Notre Dame Football Recruiting: Gunner Kiel Saga Fraught with Pressure and Hype
Let's do a quick thought experiment.
Imagine for a moment that you're a high school kid, 17 or 18 years old.
But not just any high school kid—a blue-chip college football recruit. A quarterback, even.
You've got scholarship offers from nearly every big-time program in the country—including Alabama, LSU, Notre Dame, USC and Michigan—and pressure to choose coming at you from all corners: friends, family, mentors and, of course, the coaches who want you to play for them.
And even when you do choose, many of those same forces will continue to hound you, planting seeds of doubt in your mind and leaving you to wonder if the decision you made was the best one.

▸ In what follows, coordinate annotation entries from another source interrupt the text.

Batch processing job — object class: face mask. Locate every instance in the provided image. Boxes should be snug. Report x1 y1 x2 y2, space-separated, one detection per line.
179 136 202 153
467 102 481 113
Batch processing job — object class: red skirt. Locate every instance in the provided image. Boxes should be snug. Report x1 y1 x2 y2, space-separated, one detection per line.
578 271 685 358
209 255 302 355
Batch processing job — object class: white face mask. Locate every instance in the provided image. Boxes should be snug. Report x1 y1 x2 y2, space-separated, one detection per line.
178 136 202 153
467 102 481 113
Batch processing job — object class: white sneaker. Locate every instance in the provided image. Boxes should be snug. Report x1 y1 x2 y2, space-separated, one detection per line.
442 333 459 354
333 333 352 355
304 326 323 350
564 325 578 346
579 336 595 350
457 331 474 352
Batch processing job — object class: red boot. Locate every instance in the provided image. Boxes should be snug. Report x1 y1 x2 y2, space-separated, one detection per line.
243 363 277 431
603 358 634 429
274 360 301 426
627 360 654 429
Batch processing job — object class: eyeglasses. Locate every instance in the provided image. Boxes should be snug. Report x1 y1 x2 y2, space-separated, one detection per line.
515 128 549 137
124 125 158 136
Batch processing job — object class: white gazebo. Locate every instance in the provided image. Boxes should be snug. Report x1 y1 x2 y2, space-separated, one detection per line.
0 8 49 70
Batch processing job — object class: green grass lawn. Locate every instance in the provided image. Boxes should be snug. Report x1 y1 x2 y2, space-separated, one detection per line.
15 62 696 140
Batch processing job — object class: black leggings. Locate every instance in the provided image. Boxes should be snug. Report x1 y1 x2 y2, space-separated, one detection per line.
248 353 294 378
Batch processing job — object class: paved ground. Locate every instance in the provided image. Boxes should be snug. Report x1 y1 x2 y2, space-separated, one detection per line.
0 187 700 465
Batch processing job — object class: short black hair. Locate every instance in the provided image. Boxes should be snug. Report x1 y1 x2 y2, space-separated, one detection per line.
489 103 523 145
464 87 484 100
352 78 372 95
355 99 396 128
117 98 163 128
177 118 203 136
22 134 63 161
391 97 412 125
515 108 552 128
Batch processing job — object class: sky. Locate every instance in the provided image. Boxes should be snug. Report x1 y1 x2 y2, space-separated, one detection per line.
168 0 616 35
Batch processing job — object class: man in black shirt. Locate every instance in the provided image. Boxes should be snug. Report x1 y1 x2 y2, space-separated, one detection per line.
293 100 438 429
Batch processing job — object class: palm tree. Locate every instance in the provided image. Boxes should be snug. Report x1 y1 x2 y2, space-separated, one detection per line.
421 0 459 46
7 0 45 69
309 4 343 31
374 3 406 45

This scenario probably describes, at least to some extent, what Gunner Kiel went through before settling on Notre Dame, not to mention what scores more recruits are faced with every single year.
A celebrated prospect from a football family in a small town within rural Indiana, Kiel originally committed to Indiana University, where his brother played up until recently. Then, for whatever reason, he changed his mind and told Les Miles he'd end up at LSU.
Now, after another surprising flip, Kiel is enrolled at Notre Dame, where he'll play for Brian Kelly's Fighting Irish.
I don't know the deepest, darkest, most intricate details of what Kiel went through, though he said this in an official statement:
""This recruitment process was a roller-coaster ride at times, but I know I have made the right decision for my family and me. There were three critical elements I was looking for in my future school: the quality of education I would receive, the distance from home and the comfort level I would have with the players and coaches in the football program.
"Notre Dame was the perfect fit for me because it hit all three areas."
"
Additionally, Kiel and his family were eminently comfortable and familiar with Brian Kelly, who recruited Gunner's older brothers, Drew and Dustin, during his days at Cincinnati.
But that's beside the point.
Like so many before him and so many yet to come—high school football player or otherwise—Kiel was likely nervous and uncertain when faced with the biggest decision of his young life. He may have rushed into his choice once or twice, but he was fortunate to have enough time to consider his many options in great detail before finally settling on the best fit for him.
Yet, the kid was subsequently ridiculed and lambasted as some sort of fragile-minded, incompetent, flip-flopping flake who should just "make up his mind."
That's not to say that we should necessarily feel sorry for Kiel, or that we should pity the fact that everyone and their mother wanted to give him a free education and world-class vocational training to prepare him for a potentially lucrative NFL career in exchange for playing the game that he presumably loves.
Rather, it's important to remember that Kiel's not just human—he's a teenager.
Anything worth doing is worth doing right, and if it took Kiel three tries to find the right fit, then so be it.